Это был телефон. Каждый вечер он непрерывно звонил внизу, у основания лестницы, и всегда для нее. Я отрывал свои вспухшие пальцы от клавиатуры, подходил к двери и слушал телефонный разговор. На этот раз она говорила с персоной по имени Джимми.
— Ой, Джимми, дорогуша, зачем?
— Ну, Джимми, ты и шалун!
— Аа-я-яй, Джимми, какой плохой мальчик!
— Джимми! Ты просто ужасен!
Я слушал довольно долго, подавленный идиотичностью такого банального диалога. Как только она повесила трубку, я бросился к машинке и снова забарабанил по клавишам. Бесполезно. Ее шаги прошлепали по лестнице, пересекли коридор и затихли в комнате.
Позже я повстречался с этим Джимми. Это была тупая неотесанная глыба, неизменно прифранченная клетчатыми пиджаками и дикарскими галстуками. Чурбан, на которого не произвела впечатления ни вызывающая откровенность моих босых ног в домашних тапочках, ни то, что они были закинуты на стол Дженни, ни даже тот факт, что я курил самую большую и длинную в Лос-Анджелесе трубку. Он был агентом по подписке какого-то журнала.
— Я продаю постеры, — сказал он. — Одна из моих покупательниц — Энни Хардинг.
Вне всякого сомнения, он ожидал, что я упаду со стула при этом. Я молча затянулся, пока они с Дженни ожидали моего комментария.
— Кто? — осведомился я. — Уж не та ли киноактриса? Безусловно, трагический талант. Очень трагична, бесспорно.
Позже Дженни рассказала мне об этой фифе Энни Хардинг.
— Она покупает все свои журналы у Джимми. Дюжинами.
— Это, — заметил я, — совершенно не впечатляет меня. Даже тот факт, что многие из моих рассказов печатаются в этих журналах, не вызывает у меня никакого воодушевления.
И опять утонченная изысканность моего замечания разбилась об ее неотесанную окаменелую душу. Но не суть, ибо это меня мало заботило, и ее дружба с Джимми была отнюдь не моим делом.
Поведаю вам без купюр содержание моего первого разговора с Дженни. Это случилось в тот вечер, когда квартирохозяйка представила нас друг другу. Я пригласил Дженни к себе в комнату на стаканчик вина. Если честно, я пытался поразить ее. Она курила сигарету, облокотясь на комод, в то время как я наполнял бокалы. Я неотрывно смотрел на нее.
— Вы не возражаете, если я буду называть вас Дженни? — спросил я. — Это имя содержит в себе некоторый курьезный буколический шарм.
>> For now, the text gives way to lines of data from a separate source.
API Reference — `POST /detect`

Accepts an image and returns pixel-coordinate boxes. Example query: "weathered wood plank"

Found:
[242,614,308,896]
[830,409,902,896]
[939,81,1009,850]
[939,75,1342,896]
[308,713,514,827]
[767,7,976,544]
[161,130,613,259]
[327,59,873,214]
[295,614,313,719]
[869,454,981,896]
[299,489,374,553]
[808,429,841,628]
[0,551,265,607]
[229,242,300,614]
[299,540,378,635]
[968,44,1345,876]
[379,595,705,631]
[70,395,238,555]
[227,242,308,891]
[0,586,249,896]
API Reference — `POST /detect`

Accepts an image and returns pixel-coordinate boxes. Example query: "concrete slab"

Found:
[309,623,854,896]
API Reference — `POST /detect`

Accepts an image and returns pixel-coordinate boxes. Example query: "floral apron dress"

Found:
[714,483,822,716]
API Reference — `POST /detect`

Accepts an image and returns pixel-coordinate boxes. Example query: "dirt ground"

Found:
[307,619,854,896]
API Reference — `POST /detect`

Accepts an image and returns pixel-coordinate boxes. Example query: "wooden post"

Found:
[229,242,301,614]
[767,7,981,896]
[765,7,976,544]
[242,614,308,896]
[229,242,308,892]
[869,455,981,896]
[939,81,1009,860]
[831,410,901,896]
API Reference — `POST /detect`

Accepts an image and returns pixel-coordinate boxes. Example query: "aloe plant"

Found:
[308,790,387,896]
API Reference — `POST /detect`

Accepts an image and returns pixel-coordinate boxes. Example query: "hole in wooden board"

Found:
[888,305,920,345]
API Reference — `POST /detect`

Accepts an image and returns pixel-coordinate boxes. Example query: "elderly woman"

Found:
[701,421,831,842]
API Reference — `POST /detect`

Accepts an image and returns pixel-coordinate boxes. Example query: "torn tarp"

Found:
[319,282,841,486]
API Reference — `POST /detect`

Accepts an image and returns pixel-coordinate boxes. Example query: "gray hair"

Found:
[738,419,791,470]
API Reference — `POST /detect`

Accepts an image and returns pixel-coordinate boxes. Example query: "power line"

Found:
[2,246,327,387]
— Нет, конечно! — улыбнулась она, не зная наверняка смысла слова «буколический».
Я протянул ей бокал.
— У-у-у! — протянула она. — Спасибо!
Я пристально вглядывался в ее лицо, изучая его, как писатель и как исследователь человеческого рода одновременно. Это ее слегка смутило. Она подняла бокал.
— За тебя! — сказала она. — Я знало, ты должен стать великим писателем.
Я чокнулся с ней и улыбнулся. В этот момент я осознал, что девица все-таки не совсем безнадежна.
— Теперь все дело за Историей, я же живу только прошлым и будущим.
Мы осушили бокалы, и я снова наполнил их.
— Дженни, — сказал я. — Я человек Правды. Позволь мне сделать несколько замечаний на твой счет.
— Валяй, мистер Чарльз Диккенс! Дай мне урок!
— Дженни, я чту своего предшественника Ханекера. И более всего на свете меня раздражают надоедливые требования концепции.
— Концепции? Что такое «концепции»?
— Концепция, — я улыбнулся, — означает доктрина.
— «Доктрина»? Я смущена, профессор. Что это?